The crux of Trump’s lawyers’ case was context and freedom of speech. After condemning the trial as an “unjust and blatantly unconstitutional act of political vengeance”, Michael Van der Veen argued that no reasonable person could think the speech that Trump gave to his crowd of supporters shortly before some of them stormed Congress “was in any way an incitement to violence or insurrection”.
As supposed proof that Trump was merely engaging in the fiery rhetoric all sorts of politicians indulge in, Van der Veen referred to various prominent Democrats urging their supporters to “fight” for this or that. He then accused Democrats of “manipulating evidence” by playing longer versions of the videos of Trump’s speech that Democrats played – arguing that seen at greater length Trump’s non-violent meaning and intention was clear.
It is difficult to see in what world such context helps Trump – in terms of the verdict of history. The context is Trump spent three months denying he lost the election, gave a speech urging supporters to go to Capitol Hill to “stop the steal” and told them normal rules don’t apply. They then stormed the place while his appointees delayed deploying the National Guard. When Democrats urged supporters to fight, these supporters didn’t then invade a building in Washington – some of them brandishing baseball bats and wearing body armour – and assault the police.
The freedom of speech argument also holds little water. Even in the US, which rightly takes this freedom very seriously, I would not be safe from legal consequences if I didn’t assault someone but merely told someone else to do it. True, Trump did not directly instruct his supporters to invade the Capitol but it is fairly well-established in the court that we can reasonably infer intent from circumstances and subsequent actions.

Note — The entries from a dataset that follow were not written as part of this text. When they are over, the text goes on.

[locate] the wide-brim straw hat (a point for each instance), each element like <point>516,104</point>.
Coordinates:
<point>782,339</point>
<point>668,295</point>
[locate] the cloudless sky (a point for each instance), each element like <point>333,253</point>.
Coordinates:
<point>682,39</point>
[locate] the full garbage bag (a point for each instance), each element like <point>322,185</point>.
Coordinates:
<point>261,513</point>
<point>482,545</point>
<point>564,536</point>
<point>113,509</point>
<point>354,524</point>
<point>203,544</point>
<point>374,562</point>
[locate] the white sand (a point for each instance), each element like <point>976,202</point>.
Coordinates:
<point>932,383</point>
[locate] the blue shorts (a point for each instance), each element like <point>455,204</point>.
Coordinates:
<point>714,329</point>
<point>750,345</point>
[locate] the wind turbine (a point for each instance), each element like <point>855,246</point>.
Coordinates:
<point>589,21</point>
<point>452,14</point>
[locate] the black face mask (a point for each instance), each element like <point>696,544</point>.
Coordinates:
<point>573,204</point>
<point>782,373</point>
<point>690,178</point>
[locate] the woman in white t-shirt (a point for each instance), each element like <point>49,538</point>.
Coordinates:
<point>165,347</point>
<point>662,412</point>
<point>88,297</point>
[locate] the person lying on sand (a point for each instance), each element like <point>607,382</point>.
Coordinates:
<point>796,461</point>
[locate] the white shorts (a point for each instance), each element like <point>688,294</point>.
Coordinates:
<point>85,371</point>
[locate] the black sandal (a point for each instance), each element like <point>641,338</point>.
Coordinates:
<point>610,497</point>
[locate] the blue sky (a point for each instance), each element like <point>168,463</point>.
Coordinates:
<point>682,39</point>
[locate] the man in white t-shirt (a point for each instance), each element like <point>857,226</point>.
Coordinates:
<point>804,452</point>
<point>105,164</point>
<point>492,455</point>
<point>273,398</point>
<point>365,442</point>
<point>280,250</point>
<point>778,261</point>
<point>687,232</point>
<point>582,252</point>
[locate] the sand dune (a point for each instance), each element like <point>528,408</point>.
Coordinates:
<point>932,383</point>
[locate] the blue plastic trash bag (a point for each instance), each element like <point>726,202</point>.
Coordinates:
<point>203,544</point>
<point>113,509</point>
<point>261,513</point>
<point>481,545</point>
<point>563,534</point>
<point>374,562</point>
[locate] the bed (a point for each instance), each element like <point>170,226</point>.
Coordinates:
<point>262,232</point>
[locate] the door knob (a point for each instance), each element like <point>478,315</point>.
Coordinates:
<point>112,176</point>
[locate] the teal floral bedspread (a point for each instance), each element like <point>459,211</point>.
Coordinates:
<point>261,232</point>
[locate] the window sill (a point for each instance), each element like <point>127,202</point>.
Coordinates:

If a loan shark turned up with thugs in tow and said it would be terrible if something were to happen to you, and a few hours later one of those leg-breakers were to smash up your house, the courts would come to a fairly swift and clear judgment.
Even if you think Trump’s statement and the context doesn’t meet the standard of criminal liability, impeachment isn’t a criminal procedure. It is a political judgement about whether someone has abused their office or is otherwise unfit for it due to their actions. It seems fairly clear Trump qualifies on both counts.
On this point it might also be worth noting that some of Trump’s other behaviour since the election could well merit impeachment. In particular, he looks set to face a criminal investigation over the call in which he tried to pressure the Georgia Secretary of State to “find” some votes that would hand him victory in the state.
Of course, in America’s hyper-partisan environment this matters little. Trump will soon be acquitted because there are not the votes in the Senate to convict him.
Yet, this begs the question, if this isn’t impeachable, what is?